When a painting of the Queen was defaced by a smear of acrylic spray paint in 2013, the incident of vandalism seemed to serve as a metaphor for the life and reign of Her Majesty. Throughout her life, Queen Elizabeth experienced criticism; however, she transformed faultfinders into constructive critics. She sought voice coaches and speechwriters to lower her voice and smooth her clipped accent and spoke on television even though she despised it. Her sister Princess Margaret’s entanglement in an affair with divorced officer Peter Townsend compelled the new queen to “navigate matters of the heart using the compass of the Church and uphold duty while bearing the criticism inflicted by a wounded sister.” In response to First Lady Jackie Kennedy’s snide remarks about her effectiveness (or lack thereof), the Queen seized the opportunity to address a Cold War crisis directly--the dancefloor with the Ghanaian President himself!

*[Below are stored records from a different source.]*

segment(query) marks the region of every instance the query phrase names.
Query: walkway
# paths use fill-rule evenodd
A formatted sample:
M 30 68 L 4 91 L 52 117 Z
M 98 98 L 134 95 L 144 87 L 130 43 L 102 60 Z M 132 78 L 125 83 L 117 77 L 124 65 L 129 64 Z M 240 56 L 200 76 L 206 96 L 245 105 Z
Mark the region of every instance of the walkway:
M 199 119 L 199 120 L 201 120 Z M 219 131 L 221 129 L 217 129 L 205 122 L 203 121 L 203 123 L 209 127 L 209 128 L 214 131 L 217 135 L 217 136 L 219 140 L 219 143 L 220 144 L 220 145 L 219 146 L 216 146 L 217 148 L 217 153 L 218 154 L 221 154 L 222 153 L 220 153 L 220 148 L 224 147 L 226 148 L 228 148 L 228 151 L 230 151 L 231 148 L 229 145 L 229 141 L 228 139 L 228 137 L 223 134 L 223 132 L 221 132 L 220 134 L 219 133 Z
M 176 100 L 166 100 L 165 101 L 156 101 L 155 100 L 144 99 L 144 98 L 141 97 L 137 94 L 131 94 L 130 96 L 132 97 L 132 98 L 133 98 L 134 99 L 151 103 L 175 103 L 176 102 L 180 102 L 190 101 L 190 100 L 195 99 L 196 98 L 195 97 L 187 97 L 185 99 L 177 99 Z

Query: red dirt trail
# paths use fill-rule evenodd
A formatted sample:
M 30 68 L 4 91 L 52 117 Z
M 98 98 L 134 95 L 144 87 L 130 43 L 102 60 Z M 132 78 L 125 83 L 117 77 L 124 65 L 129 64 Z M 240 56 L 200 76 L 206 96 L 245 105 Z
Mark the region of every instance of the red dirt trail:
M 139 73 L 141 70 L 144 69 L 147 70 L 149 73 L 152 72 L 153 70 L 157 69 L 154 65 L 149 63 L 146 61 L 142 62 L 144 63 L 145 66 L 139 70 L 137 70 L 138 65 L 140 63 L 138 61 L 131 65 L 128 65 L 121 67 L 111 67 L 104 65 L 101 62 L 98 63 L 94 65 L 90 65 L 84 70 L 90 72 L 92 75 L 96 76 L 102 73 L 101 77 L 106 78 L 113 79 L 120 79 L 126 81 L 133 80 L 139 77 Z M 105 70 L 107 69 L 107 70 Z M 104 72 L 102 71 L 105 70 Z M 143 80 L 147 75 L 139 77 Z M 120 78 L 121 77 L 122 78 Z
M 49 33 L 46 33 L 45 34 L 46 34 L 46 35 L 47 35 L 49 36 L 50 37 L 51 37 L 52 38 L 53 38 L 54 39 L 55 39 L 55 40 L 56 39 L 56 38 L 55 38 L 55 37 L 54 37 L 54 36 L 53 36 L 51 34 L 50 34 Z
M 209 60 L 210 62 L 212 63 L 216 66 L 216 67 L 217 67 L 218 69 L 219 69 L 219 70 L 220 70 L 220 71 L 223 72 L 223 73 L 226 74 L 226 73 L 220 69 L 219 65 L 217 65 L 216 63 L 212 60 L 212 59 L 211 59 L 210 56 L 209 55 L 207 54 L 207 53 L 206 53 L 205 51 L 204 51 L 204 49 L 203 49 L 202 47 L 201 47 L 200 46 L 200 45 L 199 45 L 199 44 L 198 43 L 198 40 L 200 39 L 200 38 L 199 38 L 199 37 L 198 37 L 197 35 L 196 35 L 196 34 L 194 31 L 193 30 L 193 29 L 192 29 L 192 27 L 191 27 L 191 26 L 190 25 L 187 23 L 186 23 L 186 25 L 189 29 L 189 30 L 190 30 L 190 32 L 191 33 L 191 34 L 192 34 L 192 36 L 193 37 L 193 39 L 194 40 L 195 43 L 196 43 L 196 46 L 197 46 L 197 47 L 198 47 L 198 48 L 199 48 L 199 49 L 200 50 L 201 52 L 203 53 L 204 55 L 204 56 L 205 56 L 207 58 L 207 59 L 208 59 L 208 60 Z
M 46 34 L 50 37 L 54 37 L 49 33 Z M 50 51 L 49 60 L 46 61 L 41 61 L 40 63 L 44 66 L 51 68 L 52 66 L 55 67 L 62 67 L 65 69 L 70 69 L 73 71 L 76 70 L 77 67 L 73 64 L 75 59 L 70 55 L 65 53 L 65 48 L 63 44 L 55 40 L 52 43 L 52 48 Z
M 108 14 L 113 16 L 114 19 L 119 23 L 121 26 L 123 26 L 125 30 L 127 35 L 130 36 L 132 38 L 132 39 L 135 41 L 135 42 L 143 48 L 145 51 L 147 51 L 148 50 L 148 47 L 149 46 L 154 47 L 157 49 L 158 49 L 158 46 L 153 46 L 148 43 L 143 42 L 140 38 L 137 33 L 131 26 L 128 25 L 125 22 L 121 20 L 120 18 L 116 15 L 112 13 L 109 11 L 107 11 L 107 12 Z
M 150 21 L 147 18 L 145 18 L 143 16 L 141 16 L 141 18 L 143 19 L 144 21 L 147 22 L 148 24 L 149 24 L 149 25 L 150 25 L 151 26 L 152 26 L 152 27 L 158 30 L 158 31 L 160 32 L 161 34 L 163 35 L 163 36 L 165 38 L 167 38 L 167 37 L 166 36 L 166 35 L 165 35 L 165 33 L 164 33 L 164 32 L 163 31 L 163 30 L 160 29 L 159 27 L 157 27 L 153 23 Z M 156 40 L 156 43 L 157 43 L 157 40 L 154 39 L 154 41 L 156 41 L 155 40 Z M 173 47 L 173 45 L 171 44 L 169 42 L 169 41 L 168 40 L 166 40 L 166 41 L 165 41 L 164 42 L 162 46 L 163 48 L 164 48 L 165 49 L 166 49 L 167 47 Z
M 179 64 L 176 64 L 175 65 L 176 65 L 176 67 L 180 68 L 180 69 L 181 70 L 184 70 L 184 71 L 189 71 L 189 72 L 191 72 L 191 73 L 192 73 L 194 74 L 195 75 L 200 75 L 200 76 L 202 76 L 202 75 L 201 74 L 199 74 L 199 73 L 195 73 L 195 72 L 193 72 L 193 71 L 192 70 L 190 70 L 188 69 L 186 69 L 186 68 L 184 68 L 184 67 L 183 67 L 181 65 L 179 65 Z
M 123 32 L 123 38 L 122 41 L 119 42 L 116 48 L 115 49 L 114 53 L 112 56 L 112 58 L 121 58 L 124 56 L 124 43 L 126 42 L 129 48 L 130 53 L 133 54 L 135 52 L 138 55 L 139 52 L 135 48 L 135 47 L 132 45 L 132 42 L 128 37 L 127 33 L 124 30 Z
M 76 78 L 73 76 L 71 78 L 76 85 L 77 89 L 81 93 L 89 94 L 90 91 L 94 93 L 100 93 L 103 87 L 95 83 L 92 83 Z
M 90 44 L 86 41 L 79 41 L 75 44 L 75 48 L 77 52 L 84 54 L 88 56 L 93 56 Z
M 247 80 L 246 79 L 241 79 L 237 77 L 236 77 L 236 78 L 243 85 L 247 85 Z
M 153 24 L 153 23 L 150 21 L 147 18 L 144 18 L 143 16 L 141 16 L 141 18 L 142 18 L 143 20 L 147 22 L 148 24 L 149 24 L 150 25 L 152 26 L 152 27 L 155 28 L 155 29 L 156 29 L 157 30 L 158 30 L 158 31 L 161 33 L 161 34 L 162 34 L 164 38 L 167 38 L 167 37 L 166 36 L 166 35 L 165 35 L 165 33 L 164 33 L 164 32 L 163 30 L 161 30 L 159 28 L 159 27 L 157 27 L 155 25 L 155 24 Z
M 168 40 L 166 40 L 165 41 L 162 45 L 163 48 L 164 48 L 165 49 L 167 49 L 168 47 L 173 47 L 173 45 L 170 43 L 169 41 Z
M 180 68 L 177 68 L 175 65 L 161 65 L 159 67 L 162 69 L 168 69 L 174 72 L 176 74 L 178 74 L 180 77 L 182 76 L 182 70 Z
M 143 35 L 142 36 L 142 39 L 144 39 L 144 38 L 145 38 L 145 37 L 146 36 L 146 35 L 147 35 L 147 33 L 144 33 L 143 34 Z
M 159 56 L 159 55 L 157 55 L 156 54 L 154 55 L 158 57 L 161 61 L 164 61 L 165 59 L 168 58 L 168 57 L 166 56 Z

Despite differences on sanctions and apartheid, the Queen apologized to Prime Minister Margaret Thatcher and awarded her both the Orders of the Garter and of Merit. The people’s Queen Elizabeth engaged the enormous outpouring of public grief at the passing of the “People’s Princess” Diana. Refined in the fire, her reign proved resilient and her character, “a patina of nostalgic appreciation and abiding gratitude.”